Wolfgang recalls that similar arguments have been made in Saarbrücken in the late 1980s (pre Verbmobil), albeit not in the realm of SDSs but in information presentation systems. The term used by Wolfgang Wahlster at that time was ‘anticipation feedback loops’.
The questions arises at which level(s) of SDSs tigher integration is wanted. Sharing is part of the PTT dialogue theory (‘Poesio Traum Theory’), but only on the level of semantics.
Dynamic syntax (developed by Ruth Kempson and colleagues at KCL) is a syntactic/semantic theory that uses the same formalism and mechanism for parsing and generation. It is claimed that it can account for the phenomena of surface level alignment and shared utterances.
Srini’s work on taking the level of expertise of the interlocutor (estimated from the his/her utterances) into account (ENLG, 2009); Hendrik’s work on an alignment-capable microplanner for NLG (ENLG, 2009)
Real world SDSs
Surface behaviour in commercial systems adheres to the phenomenon of lexical alignment by design, based on the inutition of the designers.
SDSs usually built upon rules: What is the system supposed to say, what might the user say?
Current systems: Natural language generation usually much more simplistic than parsing/understanding.
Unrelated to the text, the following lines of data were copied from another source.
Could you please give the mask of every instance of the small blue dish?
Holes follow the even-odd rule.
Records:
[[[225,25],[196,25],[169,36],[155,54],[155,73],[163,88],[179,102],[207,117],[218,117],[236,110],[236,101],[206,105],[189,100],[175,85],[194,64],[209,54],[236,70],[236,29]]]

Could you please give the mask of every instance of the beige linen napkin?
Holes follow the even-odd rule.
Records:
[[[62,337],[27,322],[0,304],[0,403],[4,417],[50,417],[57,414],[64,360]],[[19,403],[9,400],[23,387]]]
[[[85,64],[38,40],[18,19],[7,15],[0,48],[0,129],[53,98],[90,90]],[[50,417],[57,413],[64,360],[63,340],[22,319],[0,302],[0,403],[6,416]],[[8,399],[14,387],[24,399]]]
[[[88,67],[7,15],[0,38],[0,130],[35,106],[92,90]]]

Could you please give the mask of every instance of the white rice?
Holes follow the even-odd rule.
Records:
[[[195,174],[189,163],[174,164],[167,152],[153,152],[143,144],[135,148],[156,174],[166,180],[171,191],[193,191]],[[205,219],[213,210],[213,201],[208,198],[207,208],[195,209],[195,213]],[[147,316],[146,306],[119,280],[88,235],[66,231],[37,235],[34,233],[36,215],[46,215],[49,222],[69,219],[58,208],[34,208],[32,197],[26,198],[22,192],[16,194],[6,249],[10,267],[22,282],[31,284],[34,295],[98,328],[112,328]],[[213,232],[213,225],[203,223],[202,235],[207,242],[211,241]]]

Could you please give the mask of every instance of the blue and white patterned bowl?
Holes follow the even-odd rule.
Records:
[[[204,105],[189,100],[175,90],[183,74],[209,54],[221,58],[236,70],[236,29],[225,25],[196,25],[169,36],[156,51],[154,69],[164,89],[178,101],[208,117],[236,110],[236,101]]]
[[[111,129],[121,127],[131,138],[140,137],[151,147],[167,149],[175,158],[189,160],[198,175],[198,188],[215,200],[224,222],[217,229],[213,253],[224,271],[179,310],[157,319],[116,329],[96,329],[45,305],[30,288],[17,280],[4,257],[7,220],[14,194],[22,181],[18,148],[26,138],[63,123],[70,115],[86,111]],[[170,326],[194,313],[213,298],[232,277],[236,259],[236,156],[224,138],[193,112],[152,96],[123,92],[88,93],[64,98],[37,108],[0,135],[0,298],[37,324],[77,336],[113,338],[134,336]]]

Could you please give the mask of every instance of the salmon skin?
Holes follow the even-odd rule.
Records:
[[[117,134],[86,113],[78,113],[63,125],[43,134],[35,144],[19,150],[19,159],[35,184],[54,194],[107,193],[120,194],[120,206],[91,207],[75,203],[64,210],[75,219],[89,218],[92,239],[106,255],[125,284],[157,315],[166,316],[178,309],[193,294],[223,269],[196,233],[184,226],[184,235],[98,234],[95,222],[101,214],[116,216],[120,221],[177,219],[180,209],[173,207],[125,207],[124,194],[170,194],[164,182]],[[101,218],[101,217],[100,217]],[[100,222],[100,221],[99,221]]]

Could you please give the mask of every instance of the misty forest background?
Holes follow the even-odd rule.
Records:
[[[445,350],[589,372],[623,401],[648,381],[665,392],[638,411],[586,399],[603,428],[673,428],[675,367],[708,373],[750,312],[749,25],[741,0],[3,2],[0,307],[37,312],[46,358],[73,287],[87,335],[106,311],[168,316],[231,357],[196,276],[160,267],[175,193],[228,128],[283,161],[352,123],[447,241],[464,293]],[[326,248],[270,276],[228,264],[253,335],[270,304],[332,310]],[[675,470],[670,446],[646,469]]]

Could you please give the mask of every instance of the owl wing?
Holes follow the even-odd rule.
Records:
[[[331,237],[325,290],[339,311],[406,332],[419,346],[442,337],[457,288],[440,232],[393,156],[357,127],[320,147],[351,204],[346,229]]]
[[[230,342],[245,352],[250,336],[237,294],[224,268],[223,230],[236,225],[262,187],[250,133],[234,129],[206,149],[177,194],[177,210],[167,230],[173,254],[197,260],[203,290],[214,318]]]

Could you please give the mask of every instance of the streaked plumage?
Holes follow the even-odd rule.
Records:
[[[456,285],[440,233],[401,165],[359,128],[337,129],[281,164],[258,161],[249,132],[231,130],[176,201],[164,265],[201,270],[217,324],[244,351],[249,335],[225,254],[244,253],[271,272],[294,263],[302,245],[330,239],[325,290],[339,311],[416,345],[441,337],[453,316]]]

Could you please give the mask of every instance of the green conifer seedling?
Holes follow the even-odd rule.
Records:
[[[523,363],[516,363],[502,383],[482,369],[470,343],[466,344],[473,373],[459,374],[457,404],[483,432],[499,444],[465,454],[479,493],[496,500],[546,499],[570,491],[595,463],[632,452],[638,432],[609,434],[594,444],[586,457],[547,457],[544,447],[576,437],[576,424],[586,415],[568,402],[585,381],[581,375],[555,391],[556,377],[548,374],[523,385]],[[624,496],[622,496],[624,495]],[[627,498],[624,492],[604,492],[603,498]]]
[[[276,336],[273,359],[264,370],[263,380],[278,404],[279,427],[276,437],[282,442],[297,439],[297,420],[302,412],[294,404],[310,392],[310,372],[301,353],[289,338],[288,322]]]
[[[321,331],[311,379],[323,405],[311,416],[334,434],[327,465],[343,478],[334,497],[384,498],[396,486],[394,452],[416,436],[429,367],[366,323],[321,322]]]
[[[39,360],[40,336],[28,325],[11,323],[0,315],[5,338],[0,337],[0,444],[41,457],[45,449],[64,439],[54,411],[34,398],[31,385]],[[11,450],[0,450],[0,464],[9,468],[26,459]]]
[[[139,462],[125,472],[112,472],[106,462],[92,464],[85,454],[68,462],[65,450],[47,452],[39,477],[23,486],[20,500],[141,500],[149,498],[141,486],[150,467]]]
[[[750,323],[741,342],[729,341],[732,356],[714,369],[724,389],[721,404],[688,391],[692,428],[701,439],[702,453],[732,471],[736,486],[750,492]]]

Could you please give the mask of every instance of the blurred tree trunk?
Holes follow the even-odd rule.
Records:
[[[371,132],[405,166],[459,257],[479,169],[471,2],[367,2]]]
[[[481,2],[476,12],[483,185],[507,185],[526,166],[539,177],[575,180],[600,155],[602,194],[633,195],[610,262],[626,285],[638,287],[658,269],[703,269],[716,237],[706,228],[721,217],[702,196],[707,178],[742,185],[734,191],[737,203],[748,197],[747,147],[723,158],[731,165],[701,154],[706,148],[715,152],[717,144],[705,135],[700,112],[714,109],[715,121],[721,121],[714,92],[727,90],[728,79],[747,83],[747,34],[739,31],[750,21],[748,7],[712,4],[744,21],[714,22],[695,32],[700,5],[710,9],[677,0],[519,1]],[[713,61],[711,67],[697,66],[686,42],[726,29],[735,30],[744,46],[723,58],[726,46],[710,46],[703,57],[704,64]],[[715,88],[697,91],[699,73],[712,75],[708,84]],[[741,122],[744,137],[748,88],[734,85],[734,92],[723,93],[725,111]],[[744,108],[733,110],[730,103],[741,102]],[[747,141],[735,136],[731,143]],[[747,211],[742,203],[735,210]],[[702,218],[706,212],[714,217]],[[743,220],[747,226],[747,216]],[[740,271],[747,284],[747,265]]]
Simplistic ‘horizontal’ coupling does not necessarily improve system behaviour (example: meaningless backchannel behaviour)
System capabilities and expectations: don't produce smart utterances that you could not understand yourself.
Questions
How many SDSs actually have a full pipeline architecture? How many systems realise the tight integration at least partially?
Is such a tigher coupling really needed for SDS? Is it just interesting for researchers in the field of AI/cognitive modelling?
Wings of an airplane don't have feathers and so on – but they don't need to be designed in a way that other birds like them.
Is there a general conceptual framework (going beyond modules) for I/O coupling?
What are we gaining if we reduce the system’s capabilities to do I/O in parallel?
Misc
Predicting what your interlocutor says, using a distinct simulator and not just your own processes.
Conclusions
There is a general consensus that tighter I/O coupling is desireable for conversationally more competent SDSs. The open questions are to which extend a coupling is needed and how this coupling could be achieved architecturally and technically.
Low hanging fruits: Harness your input processors by looking at your output processors, you can at least do timing, lexical alignment
Natural language generation and parsing/understanding are distinct and difficult problems, and separate fields. There should be more interaction between these fields. Sidenote: Hamburg’s constraint dependency grammar parser (JWCDG) seems to use similar mechanisms that the SPUD microplanner (Stone et al., 2003, Computational Intelligence) uses. The shared method could provide an interface that might be worth exploring.